Otra manera de mantener los costes bajos, es considerar la posibilidad de utilizar un sistema modular que pueda reconfigurarse fácilmente para adaptarse a las necesidades de diversas habitaciones. En el caso de que se trate de una remodelación, también puede optar por reutilizar el mobiliario y los equipos existentes para ahorrar costes: como mesas, sillas y banquetas. Y, por supuesto, puede buscar otras formas de reducir costes sin sacrificar la calidad y la funcionalidad. Por ejemplo, puede elegir aparatos de iluminación y electrodomésticos de bajo consumo que le permitan ahorrar en gastos de electricidad (aunque esto se disfrutará durante la operación).
El diseño interior hotelero sirve para mejorar la reputación del hotel y aumentar las tasas de ocupación
Otra ventaja significativa del interiorismo en los proyectos hoteleros es su capacidad para mejorar la reputación de un hotel y aumentar las tasas de ocupación.

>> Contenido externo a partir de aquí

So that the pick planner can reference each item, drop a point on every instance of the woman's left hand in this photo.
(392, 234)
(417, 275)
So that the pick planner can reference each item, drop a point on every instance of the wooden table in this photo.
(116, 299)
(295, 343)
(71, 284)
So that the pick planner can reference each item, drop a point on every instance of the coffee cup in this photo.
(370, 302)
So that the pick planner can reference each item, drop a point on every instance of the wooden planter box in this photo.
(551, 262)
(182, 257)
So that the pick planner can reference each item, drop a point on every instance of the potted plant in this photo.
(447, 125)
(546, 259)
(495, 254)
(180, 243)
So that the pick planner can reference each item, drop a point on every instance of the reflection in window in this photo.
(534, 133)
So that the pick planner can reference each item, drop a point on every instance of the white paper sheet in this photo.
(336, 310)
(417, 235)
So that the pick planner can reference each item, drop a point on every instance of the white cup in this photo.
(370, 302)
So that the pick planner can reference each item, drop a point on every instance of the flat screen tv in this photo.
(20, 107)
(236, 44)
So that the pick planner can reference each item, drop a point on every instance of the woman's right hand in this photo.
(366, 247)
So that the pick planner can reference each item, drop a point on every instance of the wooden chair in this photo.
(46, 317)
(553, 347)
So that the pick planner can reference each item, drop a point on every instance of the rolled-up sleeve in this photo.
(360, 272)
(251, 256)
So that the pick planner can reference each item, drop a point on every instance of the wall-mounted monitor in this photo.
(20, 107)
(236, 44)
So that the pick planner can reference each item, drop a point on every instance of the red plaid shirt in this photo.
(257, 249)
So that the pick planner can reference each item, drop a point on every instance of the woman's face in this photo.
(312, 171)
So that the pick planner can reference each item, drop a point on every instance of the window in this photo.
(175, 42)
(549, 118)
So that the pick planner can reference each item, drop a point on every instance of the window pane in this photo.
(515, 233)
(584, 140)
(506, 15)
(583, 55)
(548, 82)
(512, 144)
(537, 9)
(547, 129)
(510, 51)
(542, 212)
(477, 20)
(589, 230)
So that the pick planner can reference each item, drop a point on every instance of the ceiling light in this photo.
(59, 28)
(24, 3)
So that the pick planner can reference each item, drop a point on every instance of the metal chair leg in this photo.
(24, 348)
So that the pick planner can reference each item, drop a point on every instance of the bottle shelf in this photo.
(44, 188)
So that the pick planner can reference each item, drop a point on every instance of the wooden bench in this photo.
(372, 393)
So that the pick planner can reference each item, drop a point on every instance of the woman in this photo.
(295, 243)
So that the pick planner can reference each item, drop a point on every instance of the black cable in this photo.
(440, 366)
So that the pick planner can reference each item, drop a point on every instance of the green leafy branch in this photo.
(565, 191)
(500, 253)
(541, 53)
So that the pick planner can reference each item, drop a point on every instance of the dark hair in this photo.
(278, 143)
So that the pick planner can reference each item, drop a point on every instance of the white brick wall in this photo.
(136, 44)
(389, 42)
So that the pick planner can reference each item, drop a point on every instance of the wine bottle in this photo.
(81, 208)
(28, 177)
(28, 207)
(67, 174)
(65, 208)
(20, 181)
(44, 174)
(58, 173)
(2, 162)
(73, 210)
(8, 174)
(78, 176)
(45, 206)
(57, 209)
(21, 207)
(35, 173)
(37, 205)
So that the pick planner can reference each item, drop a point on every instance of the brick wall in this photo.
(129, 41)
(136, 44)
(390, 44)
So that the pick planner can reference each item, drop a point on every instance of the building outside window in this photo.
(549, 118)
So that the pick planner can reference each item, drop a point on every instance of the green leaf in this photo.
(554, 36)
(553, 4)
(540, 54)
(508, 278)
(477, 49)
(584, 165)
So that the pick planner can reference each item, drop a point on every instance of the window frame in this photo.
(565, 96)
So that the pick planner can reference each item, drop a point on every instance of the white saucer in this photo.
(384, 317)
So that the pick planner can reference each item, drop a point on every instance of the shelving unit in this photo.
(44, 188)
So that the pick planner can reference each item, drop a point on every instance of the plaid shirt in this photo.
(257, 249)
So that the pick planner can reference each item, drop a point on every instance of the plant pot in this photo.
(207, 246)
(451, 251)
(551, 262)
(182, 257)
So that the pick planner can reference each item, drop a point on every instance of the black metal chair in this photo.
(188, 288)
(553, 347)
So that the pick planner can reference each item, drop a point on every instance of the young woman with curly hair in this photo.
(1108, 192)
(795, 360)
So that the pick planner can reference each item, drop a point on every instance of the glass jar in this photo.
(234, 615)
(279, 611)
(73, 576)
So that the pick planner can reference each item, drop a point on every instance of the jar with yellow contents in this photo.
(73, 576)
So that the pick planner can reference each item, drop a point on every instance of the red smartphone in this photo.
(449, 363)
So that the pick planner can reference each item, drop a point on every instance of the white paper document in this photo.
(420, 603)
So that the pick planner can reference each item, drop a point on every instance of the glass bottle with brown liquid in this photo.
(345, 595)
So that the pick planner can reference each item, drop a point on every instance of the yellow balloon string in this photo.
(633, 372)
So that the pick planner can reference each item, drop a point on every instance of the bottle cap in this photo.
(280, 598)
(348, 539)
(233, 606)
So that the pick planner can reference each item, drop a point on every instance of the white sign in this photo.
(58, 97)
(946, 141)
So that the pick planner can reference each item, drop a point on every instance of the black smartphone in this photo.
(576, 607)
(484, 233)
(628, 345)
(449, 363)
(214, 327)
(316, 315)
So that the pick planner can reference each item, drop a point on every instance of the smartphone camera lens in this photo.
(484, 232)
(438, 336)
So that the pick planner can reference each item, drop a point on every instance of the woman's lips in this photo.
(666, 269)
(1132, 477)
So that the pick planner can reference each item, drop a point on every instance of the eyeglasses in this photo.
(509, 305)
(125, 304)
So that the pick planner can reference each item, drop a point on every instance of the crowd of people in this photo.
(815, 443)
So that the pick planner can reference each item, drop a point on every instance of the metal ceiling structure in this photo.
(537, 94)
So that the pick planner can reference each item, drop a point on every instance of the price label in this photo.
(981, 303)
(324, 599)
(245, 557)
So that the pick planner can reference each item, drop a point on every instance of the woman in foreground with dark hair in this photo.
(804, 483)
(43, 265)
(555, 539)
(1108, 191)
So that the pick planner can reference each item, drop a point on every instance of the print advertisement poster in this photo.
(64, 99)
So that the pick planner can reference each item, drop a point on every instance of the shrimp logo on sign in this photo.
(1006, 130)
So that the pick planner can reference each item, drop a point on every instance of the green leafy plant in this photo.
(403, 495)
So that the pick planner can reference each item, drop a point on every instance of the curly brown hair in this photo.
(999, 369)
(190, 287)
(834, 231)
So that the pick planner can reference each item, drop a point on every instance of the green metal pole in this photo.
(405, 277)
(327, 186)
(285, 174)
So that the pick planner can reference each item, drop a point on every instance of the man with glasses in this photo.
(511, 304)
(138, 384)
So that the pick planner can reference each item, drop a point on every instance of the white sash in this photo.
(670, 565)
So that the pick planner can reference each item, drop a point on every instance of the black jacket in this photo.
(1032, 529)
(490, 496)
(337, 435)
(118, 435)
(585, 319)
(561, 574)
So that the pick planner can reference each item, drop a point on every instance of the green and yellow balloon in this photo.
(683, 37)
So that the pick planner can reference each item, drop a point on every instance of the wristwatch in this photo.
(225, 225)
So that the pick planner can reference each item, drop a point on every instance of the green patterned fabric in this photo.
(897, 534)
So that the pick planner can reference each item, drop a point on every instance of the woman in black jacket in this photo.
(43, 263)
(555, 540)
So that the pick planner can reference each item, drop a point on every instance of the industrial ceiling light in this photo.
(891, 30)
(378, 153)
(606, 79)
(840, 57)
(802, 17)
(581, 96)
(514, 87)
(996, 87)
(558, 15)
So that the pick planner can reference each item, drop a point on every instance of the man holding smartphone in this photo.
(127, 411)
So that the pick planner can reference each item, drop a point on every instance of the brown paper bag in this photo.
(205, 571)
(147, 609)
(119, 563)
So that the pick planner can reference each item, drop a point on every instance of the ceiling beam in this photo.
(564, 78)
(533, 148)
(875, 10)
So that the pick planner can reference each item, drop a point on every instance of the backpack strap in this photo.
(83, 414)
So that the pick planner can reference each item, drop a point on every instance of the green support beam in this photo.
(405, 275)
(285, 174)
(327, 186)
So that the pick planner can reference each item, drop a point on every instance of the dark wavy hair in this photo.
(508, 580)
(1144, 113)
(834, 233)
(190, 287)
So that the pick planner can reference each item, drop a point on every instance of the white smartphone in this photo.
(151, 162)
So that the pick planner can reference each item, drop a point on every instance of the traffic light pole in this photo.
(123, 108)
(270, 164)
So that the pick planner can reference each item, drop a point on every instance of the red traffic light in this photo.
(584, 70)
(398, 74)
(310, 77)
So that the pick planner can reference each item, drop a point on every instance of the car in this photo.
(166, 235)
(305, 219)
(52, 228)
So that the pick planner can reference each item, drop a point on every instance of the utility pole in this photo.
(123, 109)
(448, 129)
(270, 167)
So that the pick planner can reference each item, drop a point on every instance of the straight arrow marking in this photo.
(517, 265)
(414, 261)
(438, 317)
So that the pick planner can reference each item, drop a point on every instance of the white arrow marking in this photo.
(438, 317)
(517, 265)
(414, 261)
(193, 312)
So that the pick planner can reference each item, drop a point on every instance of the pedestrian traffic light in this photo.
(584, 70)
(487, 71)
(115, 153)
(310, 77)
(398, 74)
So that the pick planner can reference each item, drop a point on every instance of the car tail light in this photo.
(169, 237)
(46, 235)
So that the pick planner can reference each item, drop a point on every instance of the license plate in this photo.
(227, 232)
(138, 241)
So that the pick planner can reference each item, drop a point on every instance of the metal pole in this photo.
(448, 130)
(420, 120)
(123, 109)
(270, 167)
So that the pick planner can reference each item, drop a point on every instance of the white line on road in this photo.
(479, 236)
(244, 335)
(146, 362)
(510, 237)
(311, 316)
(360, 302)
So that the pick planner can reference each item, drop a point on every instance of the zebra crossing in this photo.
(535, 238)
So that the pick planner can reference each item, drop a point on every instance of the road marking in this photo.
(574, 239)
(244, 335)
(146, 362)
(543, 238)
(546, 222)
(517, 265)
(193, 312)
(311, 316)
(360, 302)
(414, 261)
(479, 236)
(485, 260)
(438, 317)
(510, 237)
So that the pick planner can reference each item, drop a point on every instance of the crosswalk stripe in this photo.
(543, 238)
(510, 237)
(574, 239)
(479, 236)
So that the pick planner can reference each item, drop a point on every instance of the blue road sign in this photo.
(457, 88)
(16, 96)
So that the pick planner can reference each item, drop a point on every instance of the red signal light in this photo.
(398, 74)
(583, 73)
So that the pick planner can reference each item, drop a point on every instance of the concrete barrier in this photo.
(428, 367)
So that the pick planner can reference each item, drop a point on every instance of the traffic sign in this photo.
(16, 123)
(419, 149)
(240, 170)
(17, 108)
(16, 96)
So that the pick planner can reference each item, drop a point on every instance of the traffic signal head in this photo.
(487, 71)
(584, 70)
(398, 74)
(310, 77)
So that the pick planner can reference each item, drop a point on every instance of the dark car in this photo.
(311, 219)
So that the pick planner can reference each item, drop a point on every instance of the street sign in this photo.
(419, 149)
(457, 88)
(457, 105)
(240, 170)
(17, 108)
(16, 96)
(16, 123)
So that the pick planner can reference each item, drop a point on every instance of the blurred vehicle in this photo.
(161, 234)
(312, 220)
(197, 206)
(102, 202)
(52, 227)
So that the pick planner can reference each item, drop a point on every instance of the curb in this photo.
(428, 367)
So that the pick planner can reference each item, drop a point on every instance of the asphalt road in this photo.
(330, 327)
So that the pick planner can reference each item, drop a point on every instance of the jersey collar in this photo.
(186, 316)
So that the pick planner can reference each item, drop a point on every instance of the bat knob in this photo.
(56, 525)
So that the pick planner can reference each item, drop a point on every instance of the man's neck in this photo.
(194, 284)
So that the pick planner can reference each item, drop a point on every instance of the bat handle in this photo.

Un interior de hotel diseñado para ofrecer un servicio excepcional y fomentar una experiencia positiva contribuirá en gran medida a mejorar la reputación de la marca. Una forma de hacerlo es incluir elementos de diseño específicos de la marca y sus valores fundamentales. Esto puede incluir el diseño del vestíbulo, el entorno de las habitaciones, el restaurante y otros espacios públicos con elementos que representen la marca y que incluyan su nombre y logotipo. Este tema ya lo he profundizado cuando hablé de los hoteles “Lifestyle”.
Conclusión
Como vimos, el interiorismo hotelero es algo más que amueblar y decorar un espacio.
Es un proceso estratégico que incluye la planificación, el diseño y la gestión del proyecto. Por tanto, el diseño de interiores desempeña un papel fundamental en estos proyectos, ya que afecta a todas las interacciones de los huéspedes e impacta en todas las áreas del espacio del hotel. Es una parte crucial del presupuesto, pero también ayuda a que su hotel sea memorable para los huéspedes y los clientes potenciales que buscan un lugar para alojarse o almorzar.